U.S. officials say they believe the Obama administration was recently targeted in a cyberhack conducted by Iran’s Revolutionary Guard, an elite branch of the country’s military.
“U.S. officials were among many who were targeted by recent cyberattacks,” one official told The Wall Street Journal on Wednesday evening. The hacks were thought to include the email and social-media accounts of administration officials.
While the White House has refused to comment directly on the accusations, the report is the latest incident thought to reflect a push by Iran’s hardliners to weaken or scuttle the nuclear deal the country signed with the United States and other world powers earlier this year.
As my colleague Krishnadev Calamur noted last week, Siamak Namazi, an Iranian American businessman, was detained while on a trip to the country. He joins Jason Rezaian, the Washington Post reporter, and at least two other Iranian Americans being held by the government. Others, including Iranian journalists and activists, have also been detained.
These developments dovetail with a ramping up of hostile rhetoric including, as Thomas Erdbrink at The New York Times details, the unveiling of anti-U.S. billboards in Tehran. On Tuesday, a knock-off Kentucky Fried Chicken franchise in Tehran was reportedly shuttered by local officials just days after it opened.

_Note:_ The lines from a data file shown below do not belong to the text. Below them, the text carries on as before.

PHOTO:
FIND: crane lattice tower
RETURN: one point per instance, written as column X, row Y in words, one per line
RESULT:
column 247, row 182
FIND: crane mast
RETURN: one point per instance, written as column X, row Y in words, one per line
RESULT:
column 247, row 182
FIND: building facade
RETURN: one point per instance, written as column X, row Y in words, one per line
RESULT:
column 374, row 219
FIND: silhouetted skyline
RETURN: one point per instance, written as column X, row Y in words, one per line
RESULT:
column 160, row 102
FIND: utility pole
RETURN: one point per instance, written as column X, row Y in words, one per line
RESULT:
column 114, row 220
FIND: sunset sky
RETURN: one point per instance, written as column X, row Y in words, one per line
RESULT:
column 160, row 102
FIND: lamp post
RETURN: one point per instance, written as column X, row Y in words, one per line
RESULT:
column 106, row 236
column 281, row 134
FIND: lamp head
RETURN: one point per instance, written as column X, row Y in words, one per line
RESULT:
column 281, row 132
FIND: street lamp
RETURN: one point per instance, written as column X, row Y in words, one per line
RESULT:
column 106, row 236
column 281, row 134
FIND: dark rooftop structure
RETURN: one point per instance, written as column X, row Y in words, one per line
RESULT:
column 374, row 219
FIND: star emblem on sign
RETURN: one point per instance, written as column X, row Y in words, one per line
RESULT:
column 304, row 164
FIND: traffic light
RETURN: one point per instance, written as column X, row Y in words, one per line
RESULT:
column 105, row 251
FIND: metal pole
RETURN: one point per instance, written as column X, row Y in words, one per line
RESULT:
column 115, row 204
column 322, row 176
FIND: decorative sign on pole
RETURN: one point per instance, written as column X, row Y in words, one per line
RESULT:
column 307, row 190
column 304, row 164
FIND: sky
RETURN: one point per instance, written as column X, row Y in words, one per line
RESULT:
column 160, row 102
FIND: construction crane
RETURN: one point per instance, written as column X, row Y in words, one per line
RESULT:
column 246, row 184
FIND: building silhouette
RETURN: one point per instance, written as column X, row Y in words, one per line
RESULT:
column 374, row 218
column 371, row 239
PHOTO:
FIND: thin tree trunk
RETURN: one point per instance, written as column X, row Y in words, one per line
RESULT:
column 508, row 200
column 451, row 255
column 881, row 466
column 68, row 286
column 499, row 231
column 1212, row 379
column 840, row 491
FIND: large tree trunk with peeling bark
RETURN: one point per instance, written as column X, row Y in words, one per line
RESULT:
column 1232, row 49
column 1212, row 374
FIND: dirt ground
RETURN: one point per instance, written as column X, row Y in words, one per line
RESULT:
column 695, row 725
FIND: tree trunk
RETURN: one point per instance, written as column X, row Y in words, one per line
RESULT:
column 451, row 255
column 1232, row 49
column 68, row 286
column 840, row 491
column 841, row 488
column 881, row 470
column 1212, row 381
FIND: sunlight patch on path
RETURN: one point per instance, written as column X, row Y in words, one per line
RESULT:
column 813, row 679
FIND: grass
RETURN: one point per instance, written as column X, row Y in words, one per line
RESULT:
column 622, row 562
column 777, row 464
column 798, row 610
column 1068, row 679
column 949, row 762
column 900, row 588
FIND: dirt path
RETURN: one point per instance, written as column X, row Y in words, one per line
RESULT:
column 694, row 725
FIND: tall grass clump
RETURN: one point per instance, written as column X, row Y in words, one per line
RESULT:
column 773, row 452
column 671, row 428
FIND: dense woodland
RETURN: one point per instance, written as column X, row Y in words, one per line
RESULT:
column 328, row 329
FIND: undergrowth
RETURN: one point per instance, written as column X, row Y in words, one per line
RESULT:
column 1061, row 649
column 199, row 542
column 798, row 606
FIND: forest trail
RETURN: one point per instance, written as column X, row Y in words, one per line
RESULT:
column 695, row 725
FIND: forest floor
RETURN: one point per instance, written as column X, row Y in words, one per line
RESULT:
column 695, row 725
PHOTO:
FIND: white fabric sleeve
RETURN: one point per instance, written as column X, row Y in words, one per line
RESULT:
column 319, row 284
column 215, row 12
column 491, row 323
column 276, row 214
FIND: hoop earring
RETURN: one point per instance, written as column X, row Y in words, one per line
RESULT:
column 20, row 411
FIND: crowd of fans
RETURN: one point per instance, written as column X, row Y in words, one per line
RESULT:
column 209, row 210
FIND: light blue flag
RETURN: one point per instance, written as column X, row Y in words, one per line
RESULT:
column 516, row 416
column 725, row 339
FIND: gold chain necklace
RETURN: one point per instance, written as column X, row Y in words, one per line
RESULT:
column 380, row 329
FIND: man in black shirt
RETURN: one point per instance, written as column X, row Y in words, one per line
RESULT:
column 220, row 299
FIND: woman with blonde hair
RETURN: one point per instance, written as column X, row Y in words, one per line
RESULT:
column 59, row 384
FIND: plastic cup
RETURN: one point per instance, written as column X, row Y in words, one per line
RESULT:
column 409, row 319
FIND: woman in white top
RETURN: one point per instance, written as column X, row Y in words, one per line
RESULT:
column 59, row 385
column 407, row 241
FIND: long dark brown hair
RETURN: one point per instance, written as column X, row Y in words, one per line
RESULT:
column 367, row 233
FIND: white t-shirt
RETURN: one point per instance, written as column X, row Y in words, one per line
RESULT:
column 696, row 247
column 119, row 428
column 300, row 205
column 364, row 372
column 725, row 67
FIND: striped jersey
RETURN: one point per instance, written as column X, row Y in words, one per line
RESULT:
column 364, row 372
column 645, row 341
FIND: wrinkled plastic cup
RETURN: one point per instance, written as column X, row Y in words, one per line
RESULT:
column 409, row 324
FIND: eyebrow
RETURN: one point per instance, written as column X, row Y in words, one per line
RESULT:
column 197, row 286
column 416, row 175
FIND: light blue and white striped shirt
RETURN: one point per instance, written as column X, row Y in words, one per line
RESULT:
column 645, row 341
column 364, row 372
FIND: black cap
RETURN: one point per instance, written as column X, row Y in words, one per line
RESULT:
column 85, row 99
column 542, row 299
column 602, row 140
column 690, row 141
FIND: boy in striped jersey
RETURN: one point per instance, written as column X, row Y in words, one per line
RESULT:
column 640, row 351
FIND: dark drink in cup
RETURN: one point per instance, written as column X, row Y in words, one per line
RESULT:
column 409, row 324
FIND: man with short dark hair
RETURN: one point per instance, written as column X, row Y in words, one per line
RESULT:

That same day, Ayatollah Ali Khamenei, the country’s supreme leader, marked the anniversary of the 1979 takeover of the American embassy in Iran by declaring that “Death to America” remains a national motto. To the comfort of dozens, he clarified the slogan isn’t targeted at America as a country, just its policies.
The slogan ‘death to America’ is backed by reason and wisdom; and it goes without saying that the slogan does not mean death to the American nation; this slogan means death to the U.S.’s policies, death to arrogance.
Iranian President Hassan Rouhani, who pushed for the nuclear talks and who has been touted as a moderate leader in the country, criticized the arrests and ongoing crackdown.
Let us not go and arrest one person here, another there, based on an excuse and without any reason, and then make up a case and aggrandize it, and finally say this is an infiltration movement.
As Hadi Ghaemi of the International Campaign for Human Rights in Iran told The Guardian, this recent surge in activity could weaken Rouhani ahead of parliamentary elections in February.
“I read this as an attempt,” he said last week, “to undermine Rouhani’s policy of jumpstarting the economy through interactions with the diaspora.”